Angling for change

19 September 2023
A fish lies in a net after being caught, the rod with reel above it.
Book cover for 'Fishing for Change' by Ken Barlow. The book cover shows a pond with reeds and lillies, trees are overhanging.

This year’s festival is inviting Galloway-based authors to do readings from their work on weekday mornings. It’s a great chance to meet and enjoy an abundance of talented folk who have written on a multitude of subjects. Here we meet one of them, Ken Barlow whose book Fishing For Change: Tales from A Galloway Guest House tells of his adventures in leaving behind life as a nurse in Tyneside to lead a very different life running a guest house for anglers – and others.

What prompted the move from Tyneside to Galloway?

This was a decision only reached after much soul-searching and consideration. It was partly based on the need to answer the question… “Is this it?” Would I really be treading this same path for the next 40 years? But it was also prompted by disillusionment in my job as a nurse tutor.

My wife and I both knew Dumfries and Galloway well, we’d holidayed here for many years so it wasn't unknown territory, though running our own business definitely was.

Why focus on anglers as guests?

The business we purchased, The Palakona Guest House, was established with a history of catering for anglers and shooters. In the early years we concentrated on these two target groups of customers but gradually developed into catering for golfers, cyclists and the passing trade.

As an angler myself I knew what was required to make a fishing trip work.

Any famous guests over the years?

We did have some famous guests as are referred to in the book. Jack Charlton who was the Eire national football manager at the time being one. The book describes how approachable and down to earth he was.

We also had Ant and Dec stay with us. Known then as PJ & Duncan they caused quite a stir in the town, particularly with the young ladies. Embarking on their careers in entertainment, they were friendly, polite and easy to chat to.

How was it settling into Galloway life?

Being residents in a wee town like Newton Stewart was very different to being repeat visitors. When writing the book I tried to capture both the pluses and negatives of the transition. The frequently used bad language, the friendliness, the anti-English element, the warm and welcoming sense of humour, all combined to make adapting to change interesting, challenging and satisfying all at the same time.

Were you involved in improving local fisheries?

The need to improve the one established fishery that I’d negotiated for when also purchasing the guesthouse was crucial. Thankfully the owner was of the same opinion and a major facelift was initiated and is described in detail with accompanying photos within the book. It was back-breaking work but we emerged with a beautiful, well stocked estate loch.

As an angler I knew that certain waters could be very temperamental, varying in performance day by day and thus a choice of venues was essential. To this end I identified various waters, negotiated lease agreements for fishing rights and set about making them attractive and productive. It was physically and mentally demanding but very satisfying too. Techniques, baits, access, secrets and foibles of all the different waters, all was very time consuming

Of course I needed to establish a good working relationship with the local fly-fishing fraternity.

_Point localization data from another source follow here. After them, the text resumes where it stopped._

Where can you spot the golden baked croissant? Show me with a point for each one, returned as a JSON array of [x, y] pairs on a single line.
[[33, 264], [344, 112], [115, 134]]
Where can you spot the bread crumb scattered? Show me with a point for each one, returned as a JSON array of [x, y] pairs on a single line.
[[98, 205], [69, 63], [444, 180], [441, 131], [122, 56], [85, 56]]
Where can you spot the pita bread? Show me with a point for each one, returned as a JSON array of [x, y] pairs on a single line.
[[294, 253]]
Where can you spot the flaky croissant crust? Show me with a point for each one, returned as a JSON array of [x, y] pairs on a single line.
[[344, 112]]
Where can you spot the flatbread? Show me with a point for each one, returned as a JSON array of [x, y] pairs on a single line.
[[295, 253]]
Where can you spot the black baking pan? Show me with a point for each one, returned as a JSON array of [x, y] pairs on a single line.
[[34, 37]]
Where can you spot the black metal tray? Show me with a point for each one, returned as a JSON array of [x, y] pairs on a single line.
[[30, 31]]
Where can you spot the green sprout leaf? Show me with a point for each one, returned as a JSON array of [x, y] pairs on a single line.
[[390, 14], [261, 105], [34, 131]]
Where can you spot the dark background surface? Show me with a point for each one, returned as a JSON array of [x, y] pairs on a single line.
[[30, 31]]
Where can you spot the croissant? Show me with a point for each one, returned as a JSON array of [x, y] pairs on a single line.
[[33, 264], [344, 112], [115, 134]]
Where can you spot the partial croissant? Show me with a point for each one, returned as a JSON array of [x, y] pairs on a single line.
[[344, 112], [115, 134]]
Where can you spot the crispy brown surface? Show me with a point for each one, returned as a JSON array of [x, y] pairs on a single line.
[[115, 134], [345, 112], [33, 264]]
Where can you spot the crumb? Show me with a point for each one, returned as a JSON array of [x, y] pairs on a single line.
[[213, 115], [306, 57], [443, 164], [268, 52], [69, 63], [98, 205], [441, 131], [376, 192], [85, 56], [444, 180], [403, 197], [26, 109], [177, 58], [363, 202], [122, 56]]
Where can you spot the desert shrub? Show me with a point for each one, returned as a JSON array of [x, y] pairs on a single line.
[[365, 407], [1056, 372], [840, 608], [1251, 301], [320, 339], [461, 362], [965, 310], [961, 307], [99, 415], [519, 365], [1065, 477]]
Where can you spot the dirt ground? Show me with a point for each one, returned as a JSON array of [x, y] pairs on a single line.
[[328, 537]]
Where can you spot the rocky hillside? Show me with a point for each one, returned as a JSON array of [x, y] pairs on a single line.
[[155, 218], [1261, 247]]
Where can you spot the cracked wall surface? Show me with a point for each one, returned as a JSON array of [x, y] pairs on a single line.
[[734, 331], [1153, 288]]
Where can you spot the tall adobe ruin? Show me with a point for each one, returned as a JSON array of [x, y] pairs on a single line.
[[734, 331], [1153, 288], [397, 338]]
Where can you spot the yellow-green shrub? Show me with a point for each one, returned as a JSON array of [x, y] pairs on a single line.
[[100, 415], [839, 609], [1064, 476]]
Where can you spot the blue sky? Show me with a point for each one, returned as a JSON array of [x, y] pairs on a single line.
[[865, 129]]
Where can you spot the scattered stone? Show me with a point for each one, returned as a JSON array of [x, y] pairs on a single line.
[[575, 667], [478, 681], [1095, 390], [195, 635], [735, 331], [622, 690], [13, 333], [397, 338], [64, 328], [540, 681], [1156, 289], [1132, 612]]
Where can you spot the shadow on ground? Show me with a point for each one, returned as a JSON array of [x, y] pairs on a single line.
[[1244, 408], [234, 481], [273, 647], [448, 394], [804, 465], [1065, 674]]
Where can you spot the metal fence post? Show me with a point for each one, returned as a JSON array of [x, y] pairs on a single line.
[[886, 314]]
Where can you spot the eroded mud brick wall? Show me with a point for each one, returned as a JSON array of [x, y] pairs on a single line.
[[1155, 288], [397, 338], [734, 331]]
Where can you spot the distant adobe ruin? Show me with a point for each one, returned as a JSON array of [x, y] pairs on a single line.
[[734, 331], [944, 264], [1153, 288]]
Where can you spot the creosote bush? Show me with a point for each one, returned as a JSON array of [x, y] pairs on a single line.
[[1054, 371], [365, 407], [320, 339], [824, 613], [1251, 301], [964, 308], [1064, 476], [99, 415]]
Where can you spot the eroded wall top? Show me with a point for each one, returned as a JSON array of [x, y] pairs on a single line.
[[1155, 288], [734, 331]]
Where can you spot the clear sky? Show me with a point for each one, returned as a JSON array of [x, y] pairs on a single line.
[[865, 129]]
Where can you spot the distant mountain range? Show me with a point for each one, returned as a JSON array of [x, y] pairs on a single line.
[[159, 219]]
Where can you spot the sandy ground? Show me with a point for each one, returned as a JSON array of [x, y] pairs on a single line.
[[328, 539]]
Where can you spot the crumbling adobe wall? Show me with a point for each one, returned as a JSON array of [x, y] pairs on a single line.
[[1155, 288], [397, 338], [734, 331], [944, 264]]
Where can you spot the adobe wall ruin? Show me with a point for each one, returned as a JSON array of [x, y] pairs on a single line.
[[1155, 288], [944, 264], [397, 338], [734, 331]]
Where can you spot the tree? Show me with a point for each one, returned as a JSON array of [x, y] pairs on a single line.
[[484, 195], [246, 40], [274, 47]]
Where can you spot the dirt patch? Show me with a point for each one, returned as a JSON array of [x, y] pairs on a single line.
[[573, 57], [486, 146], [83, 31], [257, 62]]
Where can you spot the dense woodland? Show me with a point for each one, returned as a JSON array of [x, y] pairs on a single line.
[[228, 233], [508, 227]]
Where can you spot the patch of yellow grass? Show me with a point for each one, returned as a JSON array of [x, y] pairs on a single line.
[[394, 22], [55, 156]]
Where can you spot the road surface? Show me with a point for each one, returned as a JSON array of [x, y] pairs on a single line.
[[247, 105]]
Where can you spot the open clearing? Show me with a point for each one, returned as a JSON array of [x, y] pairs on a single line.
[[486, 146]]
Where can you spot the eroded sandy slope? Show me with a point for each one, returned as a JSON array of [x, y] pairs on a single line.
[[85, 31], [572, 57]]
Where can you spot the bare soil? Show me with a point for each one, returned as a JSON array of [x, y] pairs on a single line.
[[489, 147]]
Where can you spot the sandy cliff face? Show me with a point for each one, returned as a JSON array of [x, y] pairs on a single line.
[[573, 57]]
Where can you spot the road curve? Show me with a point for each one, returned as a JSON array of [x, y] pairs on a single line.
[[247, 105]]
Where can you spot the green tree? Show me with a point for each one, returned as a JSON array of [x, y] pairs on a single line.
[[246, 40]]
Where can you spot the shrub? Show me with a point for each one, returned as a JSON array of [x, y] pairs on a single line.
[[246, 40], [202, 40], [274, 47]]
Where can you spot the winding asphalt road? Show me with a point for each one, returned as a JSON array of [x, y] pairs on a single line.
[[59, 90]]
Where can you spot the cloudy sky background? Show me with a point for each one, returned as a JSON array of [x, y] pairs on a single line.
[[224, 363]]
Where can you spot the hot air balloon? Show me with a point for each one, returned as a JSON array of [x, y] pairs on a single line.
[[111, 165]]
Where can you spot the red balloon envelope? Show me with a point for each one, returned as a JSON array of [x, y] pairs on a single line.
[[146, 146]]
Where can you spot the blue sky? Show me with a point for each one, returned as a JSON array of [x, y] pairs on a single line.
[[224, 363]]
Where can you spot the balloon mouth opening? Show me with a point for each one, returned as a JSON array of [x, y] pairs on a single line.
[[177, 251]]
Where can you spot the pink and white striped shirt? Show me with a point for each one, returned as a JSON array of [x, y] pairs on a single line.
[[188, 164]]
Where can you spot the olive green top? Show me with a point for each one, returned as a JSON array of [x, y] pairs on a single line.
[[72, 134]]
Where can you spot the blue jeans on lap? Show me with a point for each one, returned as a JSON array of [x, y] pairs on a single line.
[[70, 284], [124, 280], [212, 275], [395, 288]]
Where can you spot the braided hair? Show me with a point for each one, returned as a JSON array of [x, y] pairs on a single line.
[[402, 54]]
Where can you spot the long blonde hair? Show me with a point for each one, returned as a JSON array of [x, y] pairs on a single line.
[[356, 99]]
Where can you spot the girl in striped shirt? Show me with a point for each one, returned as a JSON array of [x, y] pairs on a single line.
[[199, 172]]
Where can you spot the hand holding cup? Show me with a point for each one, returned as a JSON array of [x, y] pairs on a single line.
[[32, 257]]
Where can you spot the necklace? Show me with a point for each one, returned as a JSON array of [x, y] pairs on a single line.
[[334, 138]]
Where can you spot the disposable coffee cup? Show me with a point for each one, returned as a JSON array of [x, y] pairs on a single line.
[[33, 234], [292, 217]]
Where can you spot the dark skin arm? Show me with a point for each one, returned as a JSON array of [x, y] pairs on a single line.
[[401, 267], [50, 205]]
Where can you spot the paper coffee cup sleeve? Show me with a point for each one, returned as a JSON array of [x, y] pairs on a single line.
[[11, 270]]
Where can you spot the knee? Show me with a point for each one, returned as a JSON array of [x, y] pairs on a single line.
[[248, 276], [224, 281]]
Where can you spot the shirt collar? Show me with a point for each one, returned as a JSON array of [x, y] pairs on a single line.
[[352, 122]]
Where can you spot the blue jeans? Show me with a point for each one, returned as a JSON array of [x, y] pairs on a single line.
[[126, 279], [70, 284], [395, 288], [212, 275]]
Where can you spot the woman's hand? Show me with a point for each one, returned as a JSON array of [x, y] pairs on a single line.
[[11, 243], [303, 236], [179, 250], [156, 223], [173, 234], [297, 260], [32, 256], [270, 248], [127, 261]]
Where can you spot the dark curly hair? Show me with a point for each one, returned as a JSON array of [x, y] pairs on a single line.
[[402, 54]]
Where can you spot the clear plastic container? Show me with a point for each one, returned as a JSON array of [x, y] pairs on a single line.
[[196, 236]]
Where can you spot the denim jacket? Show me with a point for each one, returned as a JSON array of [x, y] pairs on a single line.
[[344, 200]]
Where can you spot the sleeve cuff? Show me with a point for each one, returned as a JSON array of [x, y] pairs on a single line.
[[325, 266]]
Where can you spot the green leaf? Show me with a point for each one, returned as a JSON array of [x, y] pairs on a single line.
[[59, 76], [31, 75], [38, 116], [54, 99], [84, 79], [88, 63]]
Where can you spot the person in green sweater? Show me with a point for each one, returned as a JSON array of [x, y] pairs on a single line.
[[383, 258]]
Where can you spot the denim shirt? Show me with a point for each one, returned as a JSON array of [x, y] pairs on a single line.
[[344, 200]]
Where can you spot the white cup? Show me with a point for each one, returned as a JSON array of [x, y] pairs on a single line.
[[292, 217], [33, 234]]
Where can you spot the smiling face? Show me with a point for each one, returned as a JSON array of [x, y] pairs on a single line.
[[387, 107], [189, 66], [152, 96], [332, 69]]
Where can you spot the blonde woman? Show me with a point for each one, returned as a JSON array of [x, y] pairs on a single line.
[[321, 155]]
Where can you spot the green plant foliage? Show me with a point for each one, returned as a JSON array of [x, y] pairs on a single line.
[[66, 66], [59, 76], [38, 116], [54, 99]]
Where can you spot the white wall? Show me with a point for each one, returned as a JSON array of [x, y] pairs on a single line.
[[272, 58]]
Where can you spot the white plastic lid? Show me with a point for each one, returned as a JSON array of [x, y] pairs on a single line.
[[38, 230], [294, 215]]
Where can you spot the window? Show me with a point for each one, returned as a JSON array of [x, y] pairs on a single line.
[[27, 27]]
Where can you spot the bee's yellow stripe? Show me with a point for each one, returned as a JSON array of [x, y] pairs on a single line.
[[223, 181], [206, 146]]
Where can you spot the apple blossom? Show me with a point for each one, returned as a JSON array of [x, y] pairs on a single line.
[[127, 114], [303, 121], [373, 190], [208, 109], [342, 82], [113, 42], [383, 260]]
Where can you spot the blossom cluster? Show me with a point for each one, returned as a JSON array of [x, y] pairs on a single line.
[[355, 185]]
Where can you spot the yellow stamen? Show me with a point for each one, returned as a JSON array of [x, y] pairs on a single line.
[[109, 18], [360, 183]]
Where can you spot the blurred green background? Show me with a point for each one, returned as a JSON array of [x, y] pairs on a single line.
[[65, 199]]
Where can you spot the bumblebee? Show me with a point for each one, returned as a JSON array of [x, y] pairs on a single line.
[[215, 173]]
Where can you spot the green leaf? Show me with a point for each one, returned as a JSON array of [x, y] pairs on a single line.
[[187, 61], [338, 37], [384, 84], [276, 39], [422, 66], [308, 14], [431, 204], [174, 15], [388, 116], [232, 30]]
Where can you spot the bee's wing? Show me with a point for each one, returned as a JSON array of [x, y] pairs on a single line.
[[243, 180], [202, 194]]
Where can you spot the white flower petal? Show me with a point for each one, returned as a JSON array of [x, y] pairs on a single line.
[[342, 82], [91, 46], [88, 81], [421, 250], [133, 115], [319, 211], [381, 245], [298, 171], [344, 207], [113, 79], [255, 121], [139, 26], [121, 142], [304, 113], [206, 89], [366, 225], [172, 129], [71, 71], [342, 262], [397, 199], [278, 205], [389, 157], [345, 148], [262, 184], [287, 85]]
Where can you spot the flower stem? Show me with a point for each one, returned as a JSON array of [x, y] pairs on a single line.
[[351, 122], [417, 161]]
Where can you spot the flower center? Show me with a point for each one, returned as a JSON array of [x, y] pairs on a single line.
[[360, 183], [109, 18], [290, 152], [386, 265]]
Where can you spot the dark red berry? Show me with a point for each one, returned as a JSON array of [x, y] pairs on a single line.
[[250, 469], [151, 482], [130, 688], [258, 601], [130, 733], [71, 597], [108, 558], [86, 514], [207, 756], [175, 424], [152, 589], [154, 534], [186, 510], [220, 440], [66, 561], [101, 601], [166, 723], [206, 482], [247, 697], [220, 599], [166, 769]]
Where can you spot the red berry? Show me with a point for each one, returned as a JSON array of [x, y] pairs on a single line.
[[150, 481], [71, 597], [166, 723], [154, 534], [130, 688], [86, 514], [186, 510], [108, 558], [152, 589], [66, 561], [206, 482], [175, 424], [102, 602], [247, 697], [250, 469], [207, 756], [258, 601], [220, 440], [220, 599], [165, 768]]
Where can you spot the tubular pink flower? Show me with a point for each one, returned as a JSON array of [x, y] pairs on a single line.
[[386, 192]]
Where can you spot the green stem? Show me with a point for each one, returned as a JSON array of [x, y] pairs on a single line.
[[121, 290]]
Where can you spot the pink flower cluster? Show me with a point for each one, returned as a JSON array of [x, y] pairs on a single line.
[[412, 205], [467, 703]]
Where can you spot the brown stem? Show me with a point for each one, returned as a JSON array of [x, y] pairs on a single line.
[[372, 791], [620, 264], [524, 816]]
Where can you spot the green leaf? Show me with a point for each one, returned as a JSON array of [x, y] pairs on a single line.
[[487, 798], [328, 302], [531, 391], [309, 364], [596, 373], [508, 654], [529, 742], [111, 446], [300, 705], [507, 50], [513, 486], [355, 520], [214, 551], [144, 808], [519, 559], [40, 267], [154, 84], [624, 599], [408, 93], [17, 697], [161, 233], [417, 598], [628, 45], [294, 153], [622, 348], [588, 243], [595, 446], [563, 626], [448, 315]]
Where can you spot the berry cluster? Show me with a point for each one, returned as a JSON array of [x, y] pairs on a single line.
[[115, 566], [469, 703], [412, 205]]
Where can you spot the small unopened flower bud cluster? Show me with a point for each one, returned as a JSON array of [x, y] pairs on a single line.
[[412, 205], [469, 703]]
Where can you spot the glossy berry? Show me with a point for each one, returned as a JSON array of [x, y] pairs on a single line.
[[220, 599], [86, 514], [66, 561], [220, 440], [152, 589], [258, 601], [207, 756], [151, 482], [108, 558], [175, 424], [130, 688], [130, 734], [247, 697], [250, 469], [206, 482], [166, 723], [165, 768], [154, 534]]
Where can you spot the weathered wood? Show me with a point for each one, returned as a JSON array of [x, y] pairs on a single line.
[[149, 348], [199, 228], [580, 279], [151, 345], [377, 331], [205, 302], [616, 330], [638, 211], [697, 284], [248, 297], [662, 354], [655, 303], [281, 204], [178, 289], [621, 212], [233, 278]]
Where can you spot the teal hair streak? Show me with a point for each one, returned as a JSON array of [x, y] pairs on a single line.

Many guests wanted to fish for salmon and trout. I was far from experienced in game angling and had to direct them to the many folk in town who were.

So what actually is the appeal of fishing?

Oh my word! Far better authors and anglers than myself have tried to identify just what the magic of fishing really is. It is of course a mixture of many, many factors in my opinion. No two anglers will agree on every aspect but in my opinion it is the following…

Perhaps there is a hard wired, innate challenge born of the ancient hunter/gatherer. A primal need to provide for those dependent upon us.

A liberating sense of freedom. Being at one with nature and being in awe of Mother Nature’s incredible powers.

Mindfulness; in the sense that fishing is so engrossing that all the troubles and stresses of one’s life cannot intrude and spoil the here and now of the fishing experience. Fishing isn’t relaxing in the sense of tying a line to your big toe and lying back to await a bite. But… it does see one immersed in an alternative world where bait presentation is more important than anything else!

Individualism… It's all about fishing, not catching, and furthermore, it’s all about “you”. You don’t rely on a teammate or a coach or a partner. The holiday angler decides upon the venue, bait, technique, tackle and approach. A personal challenge with personal success or failure.